木の枠に透明なガラス板を組み合わせ、内部に学校の実験で使うようなアルコールランプが置かれた箱で、手作り感あふれる感じのものだった。
「ほら、これ、借りましょ。明かりがあれば怖くないでしょ?」
「ま、まぁ、そうだな……」
正直、少しこわいけど。
「えっと、でも、火ィ点けるものが無いわね。達矢、ライターとか持ってない?」
「いや、無いな」
「煙草とか吸わないの?」
「未成年だぞ」
「あぁ、そっか。じゃあ、マッチ――」
「マッチも無い」
「チャッカマ――」
「無い」
「役立たず……」
「何か言ったか?」
「いやぁ、役に立たないなって」
はっきり言ってきた。役に立たないと言われると、奮い立たずにはいられない。男の沽券にかかわるというやつだ。

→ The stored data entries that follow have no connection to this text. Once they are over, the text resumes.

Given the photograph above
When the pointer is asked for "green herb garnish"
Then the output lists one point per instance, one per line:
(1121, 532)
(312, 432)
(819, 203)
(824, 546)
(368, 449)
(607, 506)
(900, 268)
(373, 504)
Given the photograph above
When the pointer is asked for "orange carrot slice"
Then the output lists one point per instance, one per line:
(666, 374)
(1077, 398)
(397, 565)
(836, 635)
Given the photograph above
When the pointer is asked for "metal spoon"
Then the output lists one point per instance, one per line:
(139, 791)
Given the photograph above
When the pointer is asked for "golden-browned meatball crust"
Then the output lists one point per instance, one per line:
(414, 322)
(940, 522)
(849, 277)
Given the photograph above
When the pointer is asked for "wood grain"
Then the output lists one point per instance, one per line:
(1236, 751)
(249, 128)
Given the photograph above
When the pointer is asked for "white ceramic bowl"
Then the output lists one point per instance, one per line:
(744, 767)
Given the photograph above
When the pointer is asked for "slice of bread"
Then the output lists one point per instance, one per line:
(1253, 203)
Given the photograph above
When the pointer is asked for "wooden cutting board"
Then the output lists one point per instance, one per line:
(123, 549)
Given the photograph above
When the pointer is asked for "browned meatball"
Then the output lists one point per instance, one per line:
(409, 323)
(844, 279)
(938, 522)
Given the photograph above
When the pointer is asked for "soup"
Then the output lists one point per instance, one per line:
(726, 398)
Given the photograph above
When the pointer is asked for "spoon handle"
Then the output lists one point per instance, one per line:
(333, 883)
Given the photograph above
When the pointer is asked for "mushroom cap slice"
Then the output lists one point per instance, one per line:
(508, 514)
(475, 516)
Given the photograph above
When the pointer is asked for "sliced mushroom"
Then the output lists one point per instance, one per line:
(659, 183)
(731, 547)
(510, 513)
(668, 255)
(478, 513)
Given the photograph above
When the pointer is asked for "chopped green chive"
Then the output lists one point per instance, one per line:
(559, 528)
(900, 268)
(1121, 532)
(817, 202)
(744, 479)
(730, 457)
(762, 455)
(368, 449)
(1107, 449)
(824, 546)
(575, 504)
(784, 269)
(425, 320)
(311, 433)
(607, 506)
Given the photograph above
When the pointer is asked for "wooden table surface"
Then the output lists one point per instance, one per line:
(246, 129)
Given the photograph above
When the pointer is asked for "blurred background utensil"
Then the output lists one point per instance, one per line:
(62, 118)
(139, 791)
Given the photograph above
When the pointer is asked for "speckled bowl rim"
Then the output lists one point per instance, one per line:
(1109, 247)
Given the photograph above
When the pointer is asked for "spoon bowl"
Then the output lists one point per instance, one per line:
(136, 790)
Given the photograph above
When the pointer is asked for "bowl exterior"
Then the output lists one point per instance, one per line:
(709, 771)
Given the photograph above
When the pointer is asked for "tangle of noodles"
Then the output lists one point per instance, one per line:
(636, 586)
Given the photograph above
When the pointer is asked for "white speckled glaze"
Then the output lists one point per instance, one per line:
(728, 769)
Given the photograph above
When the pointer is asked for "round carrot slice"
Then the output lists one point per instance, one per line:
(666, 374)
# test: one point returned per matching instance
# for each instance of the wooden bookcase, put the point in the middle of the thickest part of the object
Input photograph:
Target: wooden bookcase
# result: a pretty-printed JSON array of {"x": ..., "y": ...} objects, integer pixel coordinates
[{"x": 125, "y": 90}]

「よしわかった! それじゃあ原始的な方法で火を起こしてやろうじゃないか!」
俺は言って、近くに落ちていた木片と、木の棒を手に取った。
そう、縄文時代のような火の起こし方をしようというのだ。
俺は、木の棒をドリルのように回転させ、木の板を貫かんとする勢いで回転させた。
はじめての摩擦発火法に挑戦である。
「うおおおおおおおおおお!」
俺の頭の中だけで火花が散るが、手が痛いだけでなかなか発火しない。
それどころか、煙すら出ない。
そんな時、明日香は無言でしゃがみ込み、どこからか取り出した虫眼鏡で、どこからか取り出した黒い紙に太陽光を集中させていた。
次の瞬間、音を立てて発火した。
明日香は炎を素早く近くに落ちていた木片に移す。
俺は、木を擦り合わせる手を止めた。
「達矢、もうちょい科学的に何ができるか考えた方が良いと思うよ? せっかく晴れてるんだから」
ふっ、なるほど。
レンズによる集光発火という手があったか。
こういったケースは摩擦発火で何とかせねばならないという固定概念が邪魔をして柔軟な発想が阻害されてしまったわけだぜ……。
「達矢って、もしかして、バカ?」
「断じて違うぞ。それは誤解だ」
「ふーん」
明日香は笑いを含ませながら、アルコールランプに火を灯した。
透明度の高い青っぽい炎が上がる。
明日香は、それを持ち運びのできる手作り感溢れるガラスケースの中に置き、ケースごと持ち上げた。
闇を照らすアイテム、燭台の誕生だった。
誰の所有物か知らないが、とりあえず借りることにしよう。
明日香は炭になった木片の炎を踏み消しながら、言った。
「さて、準備オーケーね。それじゃ行くわよ」
「おう」
そして俺たちは、隠れ家があるという洞窟に足を踏み入れた。